History, as taught by conservatives, allows you to say in one breath that “liberalism” got rid of the separate but equal doctrine over the fierce opposition of “Democrats.” He forgot to mention that those “Democrats” were conservatives who left the party to hang out with Barry Goldwater and Ronald Reagan. It turned out that those “Democrats” weren’t too loyal to the party but they understood very well the concept of being a “dedicated ideologue,” or racist, as the case may be.
But where’s he going with this line of argument?
But when conservatives try to do the exact same thing, they can’t simply be wrong, according to liberals.

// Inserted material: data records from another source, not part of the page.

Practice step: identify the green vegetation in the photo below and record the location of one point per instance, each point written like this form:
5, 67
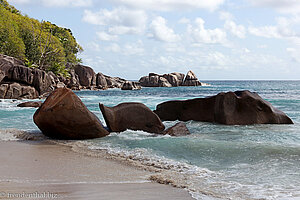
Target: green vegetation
41, 45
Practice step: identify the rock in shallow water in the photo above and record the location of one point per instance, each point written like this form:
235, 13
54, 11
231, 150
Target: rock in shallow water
134, 116
64, 116
34, 104
178, 129
231, 108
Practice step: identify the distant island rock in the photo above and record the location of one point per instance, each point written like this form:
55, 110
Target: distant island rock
170, 80
20, 82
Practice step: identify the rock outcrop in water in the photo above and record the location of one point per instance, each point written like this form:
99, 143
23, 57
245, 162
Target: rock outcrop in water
170, 80
134, 116
64, 116
33, 104
231, 108
178, 129
130, 85
18, 81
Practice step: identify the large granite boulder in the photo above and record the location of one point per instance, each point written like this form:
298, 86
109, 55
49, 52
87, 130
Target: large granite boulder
231, 108
73, 82
163, 82
172, 79
64, 116
101, 82
86, 75
191, 80
134, 116
169, 80
152, 80
19, 81
114, 82
14, 90
129, 85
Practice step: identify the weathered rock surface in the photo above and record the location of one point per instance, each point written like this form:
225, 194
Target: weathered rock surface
231, 108
34, 104
18, 81
191, 80
17, 91
169, 80
134, 116
129, 85
64, 116
114, 82
101, 81
86, 75
73, 83
178, 129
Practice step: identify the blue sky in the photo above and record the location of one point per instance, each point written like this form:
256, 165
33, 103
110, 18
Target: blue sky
217, 39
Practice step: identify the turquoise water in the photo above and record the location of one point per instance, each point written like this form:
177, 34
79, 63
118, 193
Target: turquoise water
224, 162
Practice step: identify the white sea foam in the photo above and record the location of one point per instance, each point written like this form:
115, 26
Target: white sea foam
9, 134
15, 134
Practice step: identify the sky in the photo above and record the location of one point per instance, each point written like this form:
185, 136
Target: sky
216, 39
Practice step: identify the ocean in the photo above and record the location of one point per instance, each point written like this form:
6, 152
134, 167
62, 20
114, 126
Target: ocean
215, 161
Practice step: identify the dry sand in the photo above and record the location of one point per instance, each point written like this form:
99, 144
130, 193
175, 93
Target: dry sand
49, 171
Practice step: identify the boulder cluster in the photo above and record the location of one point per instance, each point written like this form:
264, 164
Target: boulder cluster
64, 116
18, 81
170, 80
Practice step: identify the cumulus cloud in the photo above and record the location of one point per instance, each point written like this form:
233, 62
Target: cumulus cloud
106, 37
127, 49
230, 25
55, 3
160, 31
208, 36
284, 6
294, 53
168, 5
281, 30
119, 20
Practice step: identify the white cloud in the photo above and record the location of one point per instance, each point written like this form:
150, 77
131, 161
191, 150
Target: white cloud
126, 49
168, 5
283, 29
119, 20
284, 6
106, 37
294, 53
230, 25
114, 47
134, 48
55, 3
265, 31
237, 30
184, 20
208, 36
160, 31
19, 1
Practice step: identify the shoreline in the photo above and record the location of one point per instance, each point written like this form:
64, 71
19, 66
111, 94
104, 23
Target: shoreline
42, 166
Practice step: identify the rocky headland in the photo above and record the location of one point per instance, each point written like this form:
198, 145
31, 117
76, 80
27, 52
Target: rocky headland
64, 116
20, 82
170, 80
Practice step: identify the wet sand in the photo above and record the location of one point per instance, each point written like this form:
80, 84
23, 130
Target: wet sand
39, 168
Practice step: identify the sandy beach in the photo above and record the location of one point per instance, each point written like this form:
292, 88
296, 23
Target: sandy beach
40, 170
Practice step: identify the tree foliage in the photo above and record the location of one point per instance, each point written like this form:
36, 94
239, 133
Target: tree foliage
41, 44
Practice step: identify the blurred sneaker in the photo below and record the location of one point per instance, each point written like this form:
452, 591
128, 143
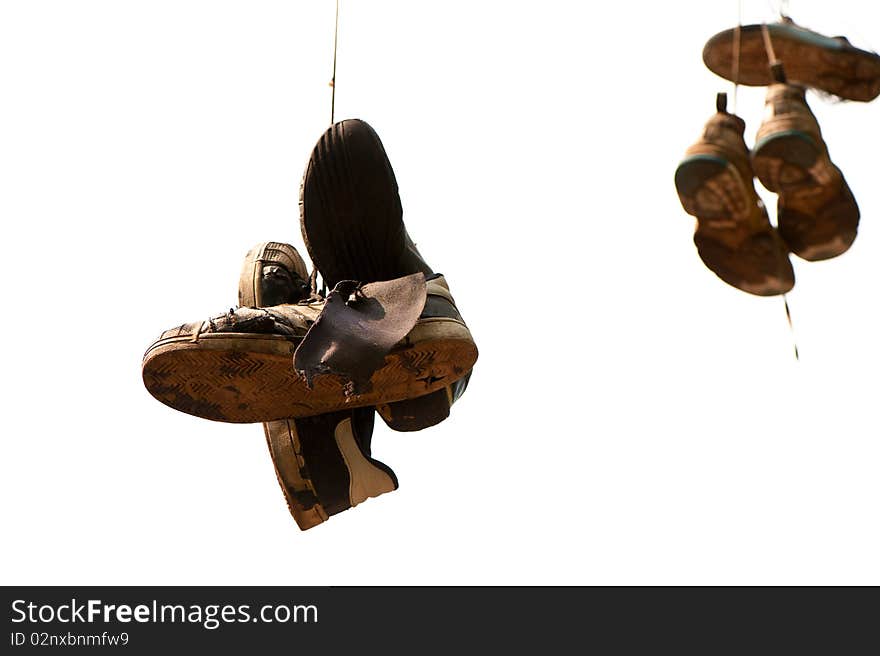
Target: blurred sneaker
817, 214
733, 235
352, 223
830, 64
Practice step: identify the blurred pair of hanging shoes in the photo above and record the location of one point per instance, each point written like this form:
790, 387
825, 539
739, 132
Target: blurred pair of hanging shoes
817, 215
388, 336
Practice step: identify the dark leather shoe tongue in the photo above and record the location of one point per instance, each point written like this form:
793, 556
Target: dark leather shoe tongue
358, 327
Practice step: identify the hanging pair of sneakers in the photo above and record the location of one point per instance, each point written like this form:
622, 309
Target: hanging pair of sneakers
817, 215
315, 370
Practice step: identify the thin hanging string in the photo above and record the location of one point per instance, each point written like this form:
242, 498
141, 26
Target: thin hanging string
333, 79
737, 42
779, 75
313, 277
790, 327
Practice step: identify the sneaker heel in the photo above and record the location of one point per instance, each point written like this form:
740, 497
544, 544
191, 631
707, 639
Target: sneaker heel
784, 160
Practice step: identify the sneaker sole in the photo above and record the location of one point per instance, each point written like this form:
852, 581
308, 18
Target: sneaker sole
812, 59
789, 162
348, 189
247, 378
710, 187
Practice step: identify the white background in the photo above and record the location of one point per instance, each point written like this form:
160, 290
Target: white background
631, 419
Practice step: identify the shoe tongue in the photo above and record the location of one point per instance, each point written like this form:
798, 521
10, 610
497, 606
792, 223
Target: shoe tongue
726, 121
785, 90
357, 328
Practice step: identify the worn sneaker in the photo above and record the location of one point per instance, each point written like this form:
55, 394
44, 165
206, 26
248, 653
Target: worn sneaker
273, 273
733, 234
240, 366
323, 464
817, 214
352, 223
829, 64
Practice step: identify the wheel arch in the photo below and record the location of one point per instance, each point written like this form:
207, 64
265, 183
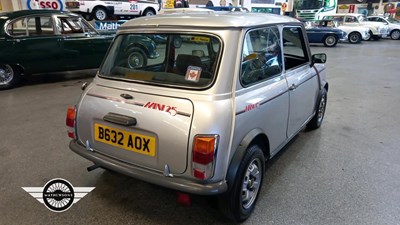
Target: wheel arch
331, 34
394, 30
256, 136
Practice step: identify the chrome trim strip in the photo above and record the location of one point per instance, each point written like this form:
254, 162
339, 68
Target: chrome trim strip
263, 102
140, 104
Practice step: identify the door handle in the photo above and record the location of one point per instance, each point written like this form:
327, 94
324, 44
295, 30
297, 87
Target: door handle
292, 87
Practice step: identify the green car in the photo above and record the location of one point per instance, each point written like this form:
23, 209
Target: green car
41, 41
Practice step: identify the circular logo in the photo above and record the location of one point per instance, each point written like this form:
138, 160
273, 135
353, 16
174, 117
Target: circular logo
45, 4
58, 195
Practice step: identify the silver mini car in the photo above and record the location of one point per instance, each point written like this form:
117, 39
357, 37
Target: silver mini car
226, 93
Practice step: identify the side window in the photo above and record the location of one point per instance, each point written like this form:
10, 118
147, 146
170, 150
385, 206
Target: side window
40, 26
31, 26
294, 49
72, 25
17, 28
261, 56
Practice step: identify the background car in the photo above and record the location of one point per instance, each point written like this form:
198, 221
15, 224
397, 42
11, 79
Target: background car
355, 34
227, 8
102, 10
329, 36
377, 29
42, 41
394, 25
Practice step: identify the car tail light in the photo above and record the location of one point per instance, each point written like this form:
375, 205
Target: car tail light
70, 121
204, 152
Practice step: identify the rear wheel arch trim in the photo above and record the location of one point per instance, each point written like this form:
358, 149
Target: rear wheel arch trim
254, 137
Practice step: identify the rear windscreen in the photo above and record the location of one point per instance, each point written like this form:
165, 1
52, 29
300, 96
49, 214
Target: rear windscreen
163, 59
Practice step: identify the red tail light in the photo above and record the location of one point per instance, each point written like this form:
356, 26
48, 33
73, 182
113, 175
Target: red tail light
70, 121
204, 151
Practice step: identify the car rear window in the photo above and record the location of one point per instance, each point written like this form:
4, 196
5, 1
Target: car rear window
186, 60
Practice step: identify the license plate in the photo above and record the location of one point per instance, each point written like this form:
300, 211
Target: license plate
130, 141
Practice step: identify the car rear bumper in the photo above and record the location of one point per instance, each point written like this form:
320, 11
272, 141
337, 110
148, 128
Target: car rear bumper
176, 183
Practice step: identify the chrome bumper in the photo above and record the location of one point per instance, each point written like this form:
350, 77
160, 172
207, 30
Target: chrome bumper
176, 183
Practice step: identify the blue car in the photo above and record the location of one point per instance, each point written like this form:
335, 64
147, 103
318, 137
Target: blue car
327, 35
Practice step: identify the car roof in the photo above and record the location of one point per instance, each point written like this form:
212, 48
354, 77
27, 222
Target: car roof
345, 14
15, 14
211, 19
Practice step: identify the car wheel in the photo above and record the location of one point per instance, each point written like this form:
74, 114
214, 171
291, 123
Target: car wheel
9, 76
376, 38
100, 13
136, 58
89, 17
371, 36
239, 202
354, 37
149, 12
330, 41
395, 34
316, 121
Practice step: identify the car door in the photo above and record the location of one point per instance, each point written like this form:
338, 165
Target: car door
262, 100
35, 45
302, 79
127, 7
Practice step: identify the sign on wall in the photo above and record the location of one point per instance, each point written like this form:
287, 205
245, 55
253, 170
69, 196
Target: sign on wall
45, 4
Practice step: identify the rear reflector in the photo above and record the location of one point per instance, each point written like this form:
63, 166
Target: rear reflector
204, 152
70, 121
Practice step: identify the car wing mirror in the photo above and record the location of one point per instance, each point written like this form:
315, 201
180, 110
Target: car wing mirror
318, 58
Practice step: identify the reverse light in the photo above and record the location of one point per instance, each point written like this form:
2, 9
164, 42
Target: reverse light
204, 152
70, 121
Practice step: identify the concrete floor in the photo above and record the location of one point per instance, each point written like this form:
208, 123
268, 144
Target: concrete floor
347, 172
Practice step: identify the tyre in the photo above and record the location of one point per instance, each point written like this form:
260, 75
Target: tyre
395, 34
149, 12
239, 201
100, 13
136, 58
9, 76
330, 40
354, 37
316, 121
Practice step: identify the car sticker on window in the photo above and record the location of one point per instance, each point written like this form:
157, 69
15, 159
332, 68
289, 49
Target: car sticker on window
193, 73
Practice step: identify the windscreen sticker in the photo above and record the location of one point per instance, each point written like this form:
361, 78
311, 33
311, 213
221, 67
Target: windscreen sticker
193, 73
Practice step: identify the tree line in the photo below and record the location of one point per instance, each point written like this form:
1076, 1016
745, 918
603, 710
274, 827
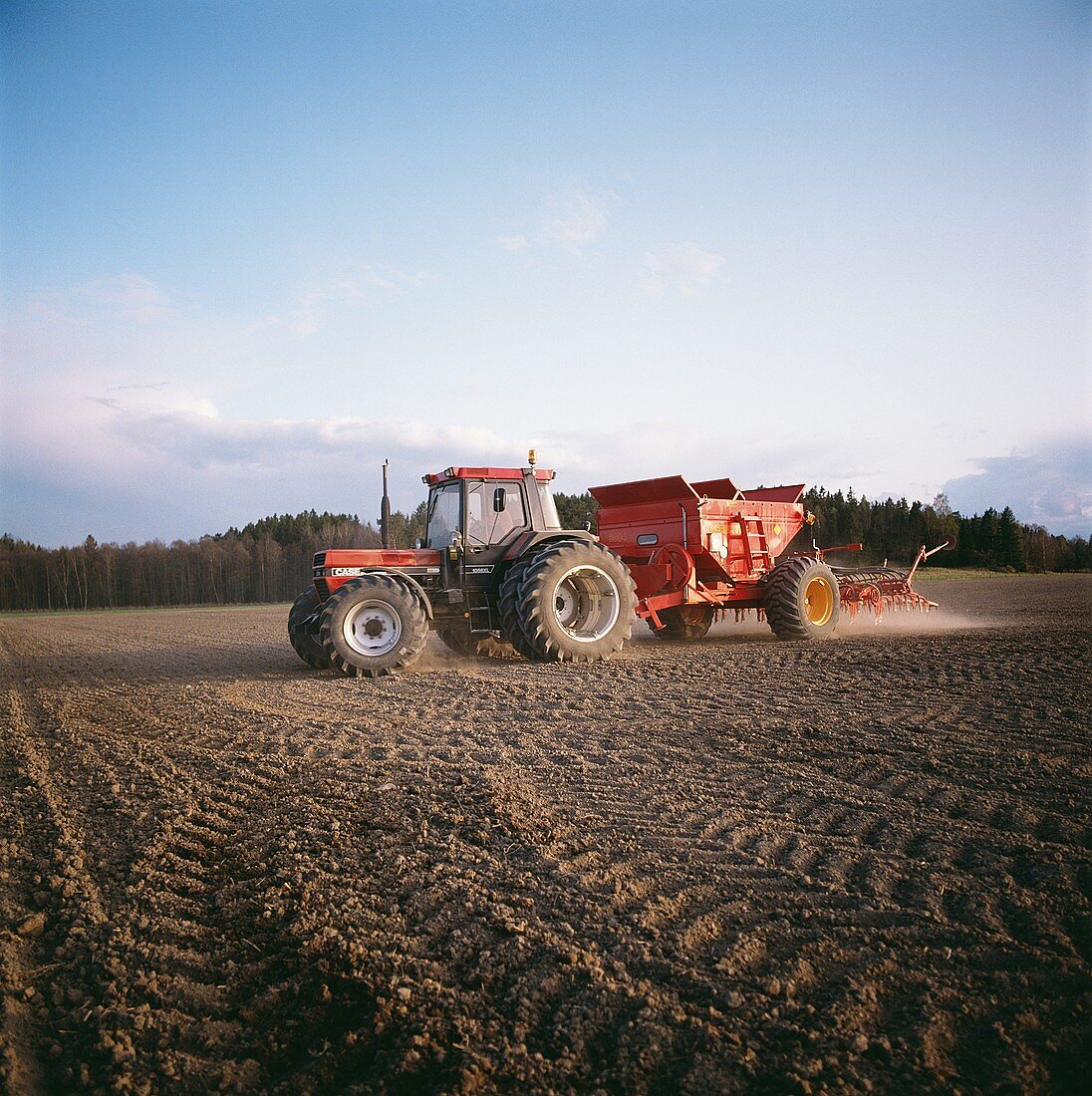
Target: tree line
270, 560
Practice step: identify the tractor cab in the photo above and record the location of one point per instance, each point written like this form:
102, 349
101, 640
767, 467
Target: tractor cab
486, 515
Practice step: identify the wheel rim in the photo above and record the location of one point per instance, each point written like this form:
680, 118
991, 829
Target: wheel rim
372, 628
586, 603
819, 601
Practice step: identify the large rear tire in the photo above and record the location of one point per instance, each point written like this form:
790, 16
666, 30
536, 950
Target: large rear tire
576, 603
801, 600
304, 618
373, 626
683, 624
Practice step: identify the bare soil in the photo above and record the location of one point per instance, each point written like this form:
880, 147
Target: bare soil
735, 865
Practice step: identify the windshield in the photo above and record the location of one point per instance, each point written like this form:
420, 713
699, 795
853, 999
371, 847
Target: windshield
486, 525
443, 517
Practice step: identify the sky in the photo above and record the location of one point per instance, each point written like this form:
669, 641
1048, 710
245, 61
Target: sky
248, 251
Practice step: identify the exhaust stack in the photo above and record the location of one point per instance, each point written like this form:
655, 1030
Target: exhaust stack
385, 510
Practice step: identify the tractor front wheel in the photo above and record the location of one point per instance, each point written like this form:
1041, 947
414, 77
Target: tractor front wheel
576, 603
304, 629
373, 626
683, 624
801, 600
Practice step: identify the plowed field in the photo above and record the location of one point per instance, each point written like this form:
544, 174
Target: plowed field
735, 865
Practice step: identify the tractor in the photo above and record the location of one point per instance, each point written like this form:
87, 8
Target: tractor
495, 568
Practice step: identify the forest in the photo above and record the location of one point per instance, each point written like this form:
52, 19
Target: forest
270, 560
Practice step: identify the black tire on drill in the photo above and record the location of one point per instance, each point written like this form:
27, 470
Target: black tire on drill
304, 629
461, 642
683, 624
373, 626
801, 600
576, 603
509, 609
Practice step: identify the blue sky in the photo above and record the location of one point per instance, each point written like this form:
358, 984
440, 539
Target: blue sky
249, 250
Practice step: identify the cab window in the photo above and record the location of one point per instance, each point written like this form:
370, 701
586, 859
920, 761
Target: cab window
549, 507
483, 524
443, 519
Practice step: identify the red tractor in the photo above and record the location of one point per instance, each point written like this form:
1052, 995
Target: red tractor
495, 567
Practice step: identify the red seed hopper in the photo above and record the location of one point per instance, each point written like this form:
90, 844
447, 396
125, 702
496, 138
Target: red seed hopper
698, 549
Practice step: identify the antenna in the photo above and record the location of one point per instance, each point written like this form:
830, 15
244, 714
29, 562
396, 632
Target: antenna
385, 510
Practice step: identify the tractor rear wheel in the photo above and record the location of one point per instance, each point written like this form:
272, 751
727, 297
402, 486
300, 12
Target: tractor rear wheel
683, 623
801, 600
373, 626
304, 629
509, 607
576, 603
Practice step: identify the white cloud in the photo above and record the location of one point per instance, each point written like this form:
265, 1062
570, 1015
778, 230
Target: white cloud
685, 267
125, 296
571, 219
578, 217
1048, 484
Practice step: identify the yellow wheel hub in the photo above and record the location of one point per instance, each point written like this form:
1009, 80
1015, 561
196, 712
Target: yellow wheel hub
819, 601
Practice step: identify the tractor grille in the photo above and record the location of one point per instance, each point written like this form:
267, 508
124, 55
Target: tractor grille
321, 585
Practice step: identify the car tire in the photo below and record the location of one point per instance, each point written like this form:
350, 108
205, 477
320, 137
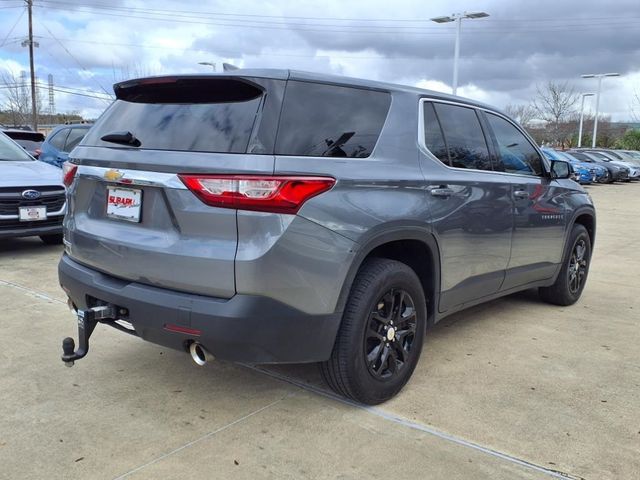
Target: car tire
575, 268
381, 336
53, 239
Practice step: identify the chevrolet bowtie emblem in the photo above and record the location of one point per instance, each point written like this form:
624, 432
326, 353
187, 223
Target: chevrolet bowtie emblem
113, 175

They must be demented extremists, anarchists, and — another favorite epithet these days — nihilists.
Forgive me for saying it, but if the Republicans are doing the exact same thing that Thurgood Marshall did before the Supreme Court as counsel for the NAACP, and if they doing the exact same thing as the Democrats are doing when they fight to keep public money in public schools, then their tactics should look the exact same, too. But their tactics look totally foreign and unprecedented. So, I think these comparisons might not be too apt.
In an article like this, it was inevitable that Goldberg would eventually get around to making shit up and start spewing tired talking points. This is the point where Goldberg argues that everything that the Affordable Care Act authorizes must be fully-implemented at a time certain or the president is violating the statute and acting like he has no respect for the rule of law. Nothing can be delayed, even if it isn’t ready to go, or the president is a tyrant. If anyone is responsible for anarchy, it’s the people who passed this law and are trying to implement it. Etc.
While this is closer to anarchy than anything the tea partiers have pushed for, anarchy still isn’t the right word for it. Because President Obama still believes people should obey the law of the land — when it pleases him, that is.
I’m sorry, but what we’ve been reading is the definition of “extremist right-wing lunacy.”